Elle faisait partie d’un fief appartenant à Yolande de Montfort, veuve de François Bally, citoyen de Genève, qui l’abergea (loua) à cette date à Jean Rigot, de Saint-Maurice [1].

Yolande de Montfort fit son testament en 1417 [2], par lequel elle fondait, en l’église Saint-Pierre de Genève, une chapelle sous le vocable du Saint Esprit et la dotait de sa propriété de Saint-Maurice et d’autres biens à Cherre. Administrées par des prêtres qui portaient le titre de recteurs, les différentes chapelles de la cathédrale (Saint-Esprit, Saint-Martin, Saint-André, etc.) tiraient leurs revenus de la location de terres éparpillées dans la campagne autour de Genève et provenant pour la plupart de legs.

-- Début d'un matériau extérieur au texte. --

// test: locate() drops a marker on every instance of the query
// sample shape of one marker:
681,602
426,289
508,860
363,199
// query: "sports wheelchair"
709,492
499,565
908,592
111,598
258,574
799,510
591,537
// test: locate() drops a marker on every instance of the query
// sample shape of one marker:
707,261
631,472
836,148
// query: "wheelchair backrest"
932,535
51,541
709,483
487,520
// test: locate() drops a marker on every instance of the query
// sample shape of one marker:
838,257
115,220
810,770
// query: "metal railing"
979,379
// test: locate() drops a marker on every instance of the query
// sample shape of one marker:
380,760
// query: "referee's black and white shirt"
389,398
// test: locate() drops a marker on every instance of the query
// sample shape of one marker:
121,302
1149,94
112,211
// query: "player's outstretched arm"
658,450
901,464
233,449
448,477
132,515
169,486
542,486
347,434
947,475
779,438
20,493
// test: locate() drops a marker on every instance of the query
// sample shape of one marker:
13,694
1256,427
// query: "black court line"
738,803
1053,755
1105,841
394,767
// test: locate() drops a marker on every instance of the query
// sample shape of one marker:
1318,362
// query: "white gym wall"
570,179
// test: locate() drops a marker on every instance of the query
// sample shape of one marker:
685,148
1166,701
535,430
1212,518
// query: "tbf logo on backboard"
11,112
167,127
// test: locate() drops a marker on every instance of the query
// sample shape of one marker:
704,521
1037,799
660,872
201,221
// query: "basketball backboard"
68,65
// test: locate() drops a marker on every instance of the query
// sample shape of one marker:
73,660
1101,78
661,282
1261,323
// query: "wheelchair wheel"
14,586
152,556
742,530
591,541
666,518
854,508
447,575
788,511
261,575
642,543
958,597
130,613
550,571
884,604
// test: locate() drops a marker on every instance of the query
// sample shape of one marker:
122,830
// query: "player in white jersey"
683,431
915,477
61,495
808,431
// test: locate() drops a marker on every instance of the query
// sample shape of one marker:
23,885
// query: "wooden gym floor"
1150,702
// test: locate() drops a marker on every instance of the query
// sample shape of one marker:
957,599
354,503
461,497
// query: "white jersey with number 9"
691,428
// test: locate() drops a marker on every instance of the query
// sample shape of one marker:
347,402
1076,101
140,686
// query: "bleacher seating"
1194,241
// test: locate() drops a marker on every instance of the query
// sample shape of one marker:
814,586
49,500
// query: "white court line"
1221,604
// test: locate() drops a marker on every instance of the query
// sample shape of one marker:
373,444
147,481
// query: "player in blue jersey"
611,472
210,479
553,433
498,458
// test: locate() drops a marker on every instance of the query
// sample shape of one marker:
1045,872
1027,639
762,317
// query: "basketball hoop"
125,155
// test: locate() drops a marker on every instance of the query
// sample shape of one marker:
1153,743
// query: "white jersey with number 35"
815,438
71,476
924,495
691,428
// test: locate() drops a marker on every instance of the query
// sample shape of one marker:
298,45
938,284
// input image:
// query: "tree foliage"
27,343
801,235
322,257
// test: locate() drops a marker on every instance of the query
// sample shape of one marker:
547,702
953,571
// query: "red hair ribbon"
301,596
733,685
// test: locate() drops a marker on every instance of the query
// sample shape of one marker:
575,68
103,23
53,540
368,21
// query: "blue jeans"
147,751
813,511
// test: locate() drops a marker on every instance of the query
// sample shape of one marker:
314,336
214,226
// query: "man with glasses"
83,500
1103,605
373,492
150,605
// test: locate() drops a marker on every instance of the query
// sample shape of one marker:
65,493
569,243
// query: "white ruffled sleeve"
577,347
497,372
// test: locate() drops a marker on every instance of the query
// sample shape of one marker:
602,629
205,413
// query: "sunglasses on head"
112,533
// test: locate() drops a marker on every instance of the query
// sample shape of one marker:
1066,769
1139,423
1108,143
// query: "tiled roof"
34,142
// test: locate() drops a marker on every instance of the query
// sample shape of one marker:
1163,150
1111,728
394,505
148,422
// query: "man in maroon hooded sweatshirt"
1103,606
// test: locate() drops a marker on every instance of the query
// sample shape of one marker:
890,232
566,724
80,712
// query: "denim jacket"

La terre de Saint-Maurice fut ensuite louée à Nicod Rigot, fils de Jean, ci-dessus; il en passa reconnaissance, en 1435, en faveur de la Chapelle du Saint-Esprit, nouveau propriétaire [3].

Jusque là, les documents retrouvés ne permettent pas de savoir s’il existait des bâtiments sur cette terre. En 1453, la parcelle est reconnue à nouveau par le même Nicod Rigot. L’acte notarié indique qu’il s’agit d’une pièce de vigne d’environ une pose (env. 2.700 m2), avec une maison attenante côté midi, où habite le « locataire » [4]. On retrouve cette description, mot pour mot, dans une nouvelle reconnaissance, datée de 1488, passée par le fils de Nicod, prénommé aussi Nicod [5].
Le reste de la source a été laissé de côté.